Fallout after mall operator Westfield pulls out of San Francisco
SAN FRANCISCO - News of shopping center giant, Westfield, walking away from its San Francisco Centre mall and handing it back to the bank, overstates the city's social problems with homelessness, theft and crime.
The Westfield San Francisco Centre is owned by Unibail-Rodamco-Westfield, a multinational company based in Paris. The company recently announced that it stopped payments on its $558 million loan for the mall and is transferring management to its lender.
Typically, individuals and businesses that walk away from mortgages lose the property, damage their credit, and risk forfeiting other assets to compensate for the outstanding debt.
However, URW has a loan arrangement that allows them to walk away without adversely affecting their other financial obligations or exposing their additional assets to collection lawsuits.
Economist and professor Tom Davidoff is an international expert in commercial real estate. He says such loans are common in big business so expect more companies to walk away.
"We've seen very large corporations worth billions and billions of dollars defaulting on loans and it's pretty remarkable," said the University of British Columbia professor.
The losers are the lenders.
"A lot of people are concerned that U.S. banks are going to run into trouble due to their exposure to commercial real estate loans," said Davidiff.
But banks are not alone.
"Some loans are securitized and held more diversely by pension funds, hedge funds, investors," he said.
Davidoff talks about a kind of death spiral where fewer workers coming downtown, usually drives a lot of businesses that serve them, out of business. That leaves even fewer workers, and the spiral just continues.
That obviously affects the tax base, leaving other taxpayers to try to pick up the difference.

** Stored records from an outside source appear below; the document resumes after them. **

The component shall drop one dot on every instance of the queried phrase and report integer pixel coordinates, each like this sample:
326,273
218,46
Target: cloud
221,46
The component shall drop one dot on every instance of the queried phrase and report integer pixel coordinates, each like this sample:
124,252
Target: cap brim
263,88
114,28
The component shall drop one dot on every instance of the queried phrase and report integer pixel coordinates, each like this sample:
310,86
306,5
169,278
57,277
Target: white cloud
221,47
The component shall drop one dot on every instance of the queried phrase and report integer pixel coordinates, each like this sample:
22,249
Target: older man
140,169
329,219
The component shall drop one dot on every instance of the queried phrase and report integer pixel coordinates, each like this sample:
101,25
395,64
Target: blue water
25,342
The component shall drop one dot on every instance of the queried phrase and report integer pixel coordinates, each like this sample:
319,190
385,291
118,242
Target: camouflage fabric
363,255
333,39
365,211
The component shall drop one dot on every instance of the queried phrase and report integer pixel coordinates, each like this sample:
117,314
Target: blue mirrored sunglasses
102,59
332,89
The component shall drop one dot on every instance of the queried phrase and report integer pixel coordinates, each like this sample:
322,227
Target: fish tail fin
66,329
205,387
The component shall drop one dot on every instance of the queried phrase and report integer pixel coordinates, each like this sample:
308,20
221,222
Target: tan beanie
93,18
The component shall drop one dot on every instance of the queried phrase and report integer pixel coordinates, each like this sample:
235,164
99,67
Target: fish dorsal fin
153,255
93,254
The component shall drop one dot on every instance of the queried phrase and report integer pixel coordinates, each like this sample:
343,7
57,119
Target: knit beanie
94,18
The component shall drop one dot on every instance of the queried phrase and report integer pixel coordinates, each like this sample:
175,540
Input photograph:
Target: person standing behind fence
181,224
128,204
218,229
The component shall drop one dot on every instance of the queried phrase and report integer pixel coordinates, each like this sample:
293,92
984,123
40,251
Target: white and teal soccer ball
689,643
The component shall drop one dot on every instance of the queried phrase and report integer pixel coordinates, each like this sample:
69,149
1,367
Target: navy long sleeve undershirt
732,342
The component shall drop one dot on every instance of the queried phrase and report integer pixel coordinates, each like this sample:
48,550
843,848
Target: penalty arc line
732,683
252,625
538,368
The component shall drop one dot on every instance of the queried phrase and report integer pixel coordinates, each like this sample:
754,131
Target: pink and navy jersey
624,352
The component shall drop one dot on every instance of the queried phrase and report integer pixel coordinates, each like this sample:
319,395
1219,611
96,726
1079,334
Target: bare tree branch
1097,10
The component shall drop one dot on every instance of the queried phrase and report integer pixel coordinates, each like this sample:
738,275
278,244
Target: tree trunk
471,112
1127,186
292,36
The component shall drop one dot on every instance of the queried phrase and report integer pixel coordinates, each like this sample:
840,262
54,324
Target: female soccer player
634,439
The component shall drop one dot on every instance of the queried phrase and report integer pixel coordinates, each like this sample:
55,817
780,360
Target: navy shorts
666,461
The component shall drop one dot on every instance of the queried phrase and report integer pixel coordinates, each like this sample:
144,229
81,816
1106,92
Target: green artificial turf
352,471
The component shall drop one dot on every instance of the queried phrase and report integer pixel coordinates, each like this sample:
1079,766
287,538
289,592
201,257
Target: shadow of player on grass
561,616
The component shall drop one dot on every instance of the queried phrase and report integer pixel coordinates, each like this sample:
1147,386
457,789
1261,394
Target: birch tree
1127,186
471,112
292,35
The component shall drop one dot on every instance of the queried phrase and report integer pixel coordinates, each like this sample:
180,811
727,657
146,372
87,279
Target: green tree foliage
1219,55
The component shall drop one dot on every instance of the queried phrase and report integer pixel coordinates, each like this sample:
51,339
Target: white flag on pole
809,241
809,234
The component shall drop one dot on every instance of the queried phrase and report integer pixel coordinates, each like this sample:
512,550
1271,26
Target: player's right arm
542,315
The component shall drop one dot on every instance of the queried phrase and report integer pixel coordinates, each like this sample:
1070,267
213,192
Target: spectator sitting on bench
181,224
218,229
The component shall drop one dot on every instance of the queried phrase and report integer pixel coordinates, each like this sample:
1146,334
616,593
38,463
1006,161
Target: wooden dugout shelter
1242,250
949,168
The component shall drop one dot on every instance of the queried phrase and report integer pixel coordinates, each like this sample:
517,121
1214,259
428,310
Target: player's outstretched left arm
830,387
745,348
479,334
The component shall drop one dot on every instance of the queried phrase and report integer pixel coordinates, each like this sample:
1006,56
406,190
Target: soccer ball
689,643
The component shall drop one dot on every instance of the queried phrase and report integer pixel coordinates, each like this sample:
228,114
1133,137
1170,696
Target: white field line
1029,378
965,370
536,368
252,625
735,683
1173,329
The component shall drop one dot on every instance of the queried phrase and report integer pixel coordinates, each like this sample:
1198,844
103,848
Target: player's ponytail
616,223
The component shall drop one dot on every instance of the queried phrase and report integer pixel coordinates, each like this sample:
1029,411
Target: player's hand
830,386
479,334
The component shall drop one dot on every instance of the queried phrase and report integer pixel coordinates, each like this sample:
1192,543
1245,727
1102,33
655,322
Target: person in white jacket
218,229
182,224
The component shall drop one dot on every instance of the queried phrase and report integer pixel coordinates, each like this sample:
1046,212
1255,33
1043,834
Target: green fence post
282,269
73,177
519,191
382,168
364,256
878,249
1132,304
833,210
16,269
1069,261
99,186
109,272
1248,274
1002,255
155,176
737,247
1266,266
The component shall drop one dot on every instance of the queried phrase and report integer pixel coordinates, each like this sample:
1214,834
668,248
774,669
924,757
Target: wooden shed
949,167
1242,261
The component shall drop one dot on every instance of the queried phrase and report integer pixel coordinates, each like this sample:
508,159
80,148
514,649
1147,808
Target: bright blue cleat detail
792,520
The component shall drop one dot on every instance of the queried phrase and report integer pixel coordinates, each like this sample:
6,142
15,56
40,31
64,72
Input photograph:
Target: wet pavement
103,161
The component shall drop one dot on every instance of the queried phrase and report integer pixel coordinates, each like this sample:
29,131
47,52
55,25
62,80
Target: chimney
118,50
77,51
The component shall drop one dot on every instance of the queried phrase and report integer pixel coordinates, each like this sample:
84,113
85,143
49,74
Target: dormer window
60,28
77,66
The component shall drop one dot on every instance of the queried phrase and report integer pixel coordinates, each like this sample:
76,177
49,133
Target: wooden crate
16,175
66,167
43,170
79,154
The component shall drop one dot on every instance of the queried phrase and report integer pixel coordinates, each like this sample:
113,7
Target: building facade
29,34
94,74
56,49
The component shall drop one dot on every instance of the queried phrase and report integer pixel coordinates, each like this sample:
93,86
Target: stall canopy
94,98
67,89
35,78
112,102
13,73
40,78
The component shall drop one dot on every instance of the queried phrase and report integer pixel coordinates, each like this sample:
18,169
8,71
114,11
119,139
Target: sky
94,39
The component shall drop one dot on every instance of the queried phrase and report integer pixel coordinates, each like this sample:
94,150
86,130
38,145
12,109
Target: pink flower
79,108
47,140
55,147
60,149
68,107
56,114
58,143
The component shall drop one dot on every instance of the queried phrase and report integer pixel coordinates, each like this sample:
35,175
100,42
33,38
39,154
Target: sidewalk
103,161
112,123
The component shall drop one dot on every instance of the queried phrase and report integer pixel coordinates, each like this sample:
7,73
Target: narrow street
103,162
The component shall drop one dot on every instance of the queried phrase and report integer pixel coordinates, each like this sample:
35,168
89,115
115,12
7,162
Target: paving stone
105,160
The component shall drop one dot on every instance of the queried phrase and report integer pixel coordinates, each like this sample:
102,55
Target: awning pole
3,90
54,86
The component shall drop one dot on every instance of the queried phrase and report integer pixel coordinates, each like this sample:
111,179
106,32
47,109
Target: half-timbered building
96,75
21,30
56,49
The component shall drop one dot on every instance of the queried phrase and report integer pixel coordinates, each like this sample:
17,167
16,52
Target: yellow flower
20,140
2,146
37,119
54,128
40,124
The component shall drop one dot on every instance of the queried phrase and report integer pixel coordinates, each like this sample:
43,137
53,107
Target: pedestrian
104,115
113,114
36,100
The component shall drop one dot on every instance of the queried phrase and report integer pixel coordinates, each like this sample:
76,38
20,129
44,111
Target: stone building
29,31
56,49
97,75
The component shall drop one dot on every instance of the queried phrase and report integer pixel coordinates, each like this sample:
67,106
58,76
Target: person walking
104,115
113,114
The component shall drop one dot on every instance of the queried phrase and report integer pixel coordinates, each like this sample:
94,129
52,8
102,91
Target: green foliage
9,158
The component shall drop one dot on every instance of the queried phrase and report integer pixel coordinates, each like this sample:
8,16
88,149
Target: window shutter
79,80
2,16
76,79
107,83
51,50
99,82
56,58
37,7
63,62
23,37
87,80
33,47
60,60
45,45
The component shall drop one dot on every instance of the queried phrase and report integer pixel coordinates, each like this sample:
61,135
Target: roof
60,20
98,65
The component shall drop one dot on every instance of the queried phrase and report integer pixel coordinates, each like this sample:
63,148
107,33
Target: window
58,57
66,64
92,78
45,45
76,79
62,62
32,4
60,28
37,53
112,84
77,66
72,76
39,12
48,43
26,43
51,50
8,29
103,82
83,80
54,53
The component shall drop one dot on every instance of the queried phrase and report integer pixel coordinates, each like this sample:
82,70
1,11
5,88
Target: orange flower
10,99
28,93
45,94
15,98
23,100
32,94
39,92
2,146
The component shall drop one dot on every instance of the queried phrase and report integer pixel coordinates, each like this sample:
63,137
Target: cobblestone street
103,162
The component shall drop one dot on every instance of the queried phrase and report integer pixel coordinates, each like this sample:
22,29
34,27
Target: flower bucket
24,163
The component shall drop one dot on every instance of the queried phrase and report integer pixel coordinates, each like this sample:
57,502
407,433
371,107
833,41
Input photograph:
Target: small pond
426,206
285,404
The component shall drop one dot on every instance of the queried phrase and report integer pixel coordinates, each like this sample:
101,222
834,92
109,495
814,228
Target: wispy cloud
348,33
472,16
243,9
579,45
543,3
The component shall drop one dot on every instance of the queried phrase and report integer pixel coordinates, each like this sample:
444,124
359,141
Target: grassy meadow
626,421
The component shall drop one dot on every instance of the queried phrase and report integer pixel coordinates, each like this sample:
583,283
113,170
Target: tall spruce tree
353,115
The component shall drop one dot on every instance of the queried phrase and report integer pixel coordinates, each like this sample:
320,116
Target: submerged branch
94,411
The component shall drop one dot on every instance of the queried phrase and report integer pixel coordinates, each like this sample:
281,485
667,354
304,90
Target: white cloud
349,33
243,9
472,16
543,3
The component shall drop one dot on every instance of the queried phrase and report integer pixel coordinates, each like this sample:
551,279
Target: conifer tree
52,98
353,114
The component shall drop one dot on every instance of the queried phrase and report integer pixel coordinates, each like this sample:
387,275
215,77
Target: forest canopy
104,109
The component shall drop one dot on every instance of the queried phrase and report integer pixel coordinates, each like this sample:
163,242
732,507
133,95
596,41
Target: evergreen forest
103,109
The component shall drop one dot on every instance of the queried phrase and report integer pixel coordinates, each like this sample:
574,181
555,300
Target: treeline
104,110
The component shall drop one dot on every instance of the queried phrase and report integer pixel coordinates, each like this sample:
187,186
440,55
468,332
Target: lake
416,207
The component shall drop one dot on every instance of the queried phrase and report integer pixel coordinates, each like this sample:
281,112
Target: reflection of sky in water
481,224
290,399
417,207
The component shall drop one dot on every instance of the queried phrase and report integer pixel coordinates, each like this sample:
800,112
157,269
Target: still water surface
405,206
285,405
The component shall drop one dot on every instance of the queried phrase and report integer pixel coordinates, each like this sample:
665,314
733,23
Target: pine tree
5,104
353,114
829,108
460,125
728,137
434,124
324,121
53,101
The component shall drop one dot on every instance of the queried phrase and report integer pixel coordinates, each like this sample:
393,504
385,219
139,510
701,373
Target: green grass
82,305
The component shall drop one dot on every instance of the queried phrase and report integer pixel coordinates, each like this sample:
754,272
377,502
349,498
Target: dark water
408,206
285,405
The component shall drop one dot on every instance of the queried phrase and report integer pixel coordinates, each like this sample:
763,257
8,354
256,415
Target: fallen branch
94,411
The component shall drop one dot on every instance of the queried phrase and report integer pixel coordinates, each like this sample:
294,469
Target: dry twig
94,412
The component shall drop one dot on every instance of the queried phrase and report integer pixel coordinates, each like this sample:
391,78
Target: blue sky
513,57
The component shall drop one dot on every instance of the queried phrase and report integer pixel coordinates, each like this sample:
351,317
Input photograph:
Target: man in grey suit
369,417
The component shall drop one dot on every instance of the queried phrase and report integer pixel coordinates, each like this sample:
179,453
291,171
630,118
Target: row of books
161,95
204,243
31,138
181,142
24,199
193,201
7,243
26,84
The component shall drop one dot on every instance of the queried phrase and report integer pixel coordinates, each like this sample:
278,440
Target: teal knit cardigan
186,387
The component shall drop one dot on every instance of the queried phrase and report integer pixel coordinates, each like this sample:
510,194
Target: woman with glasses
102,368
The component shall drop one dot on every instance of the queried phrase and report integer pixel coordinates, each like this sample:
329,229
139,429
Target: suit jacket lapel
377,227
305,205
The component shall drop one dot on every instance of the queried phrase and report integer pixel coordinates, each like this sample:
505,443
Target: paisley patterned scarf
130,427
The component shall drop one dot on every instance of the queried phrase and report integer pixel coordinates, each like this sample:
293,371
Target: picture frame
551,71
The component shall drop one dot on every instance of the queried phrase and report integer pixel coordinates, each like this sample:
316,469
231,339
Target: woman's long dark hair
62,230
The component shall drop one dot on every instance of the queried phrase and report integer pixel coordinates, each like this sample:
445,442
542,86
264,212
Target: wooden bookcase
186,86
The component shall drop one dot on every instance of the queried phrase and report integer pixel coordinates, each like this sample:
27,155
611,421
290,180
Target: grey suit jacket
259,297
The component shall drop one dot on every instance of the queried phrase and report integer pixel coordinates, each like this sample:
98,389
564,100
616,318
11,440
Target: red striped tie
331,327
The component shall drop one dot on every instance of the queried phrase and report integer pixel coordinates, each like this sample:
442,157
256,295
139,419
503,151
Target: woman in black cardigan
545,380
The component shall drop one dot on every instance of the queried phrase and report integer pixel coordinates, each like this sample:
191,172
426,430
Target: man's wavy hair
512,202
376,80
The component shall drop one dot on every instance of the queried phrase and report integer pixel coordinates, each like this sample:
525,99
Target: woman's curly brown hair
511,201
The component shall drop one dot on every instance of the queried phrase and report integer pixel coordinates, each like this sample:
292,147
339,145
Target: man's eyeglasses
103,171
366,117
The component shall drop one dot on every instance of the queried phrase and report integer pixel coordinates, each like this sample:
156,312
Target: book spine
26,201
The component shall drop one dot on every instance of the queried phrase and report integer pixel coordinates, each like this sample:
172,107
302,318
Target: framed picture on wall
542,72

On the entire block where the San Francisco Centre mall sits, only one small shoe store remains. Other nearby stores are also departing citing crime and a reduction in foot traffic.
San Francisco Supervisor Ahsha Safaí said, "It is clear we need a change in the conditions on our streets so shoppers and employees feel safe in our downtown."
What will ultimately pull Market Street, and the city, out of a potential death spiral is its tech base, mild climate, lifestyle opportunities and natural beauty.
"I think we've got at least a few years of some real problems for downtown San Francisco," said Davidoff.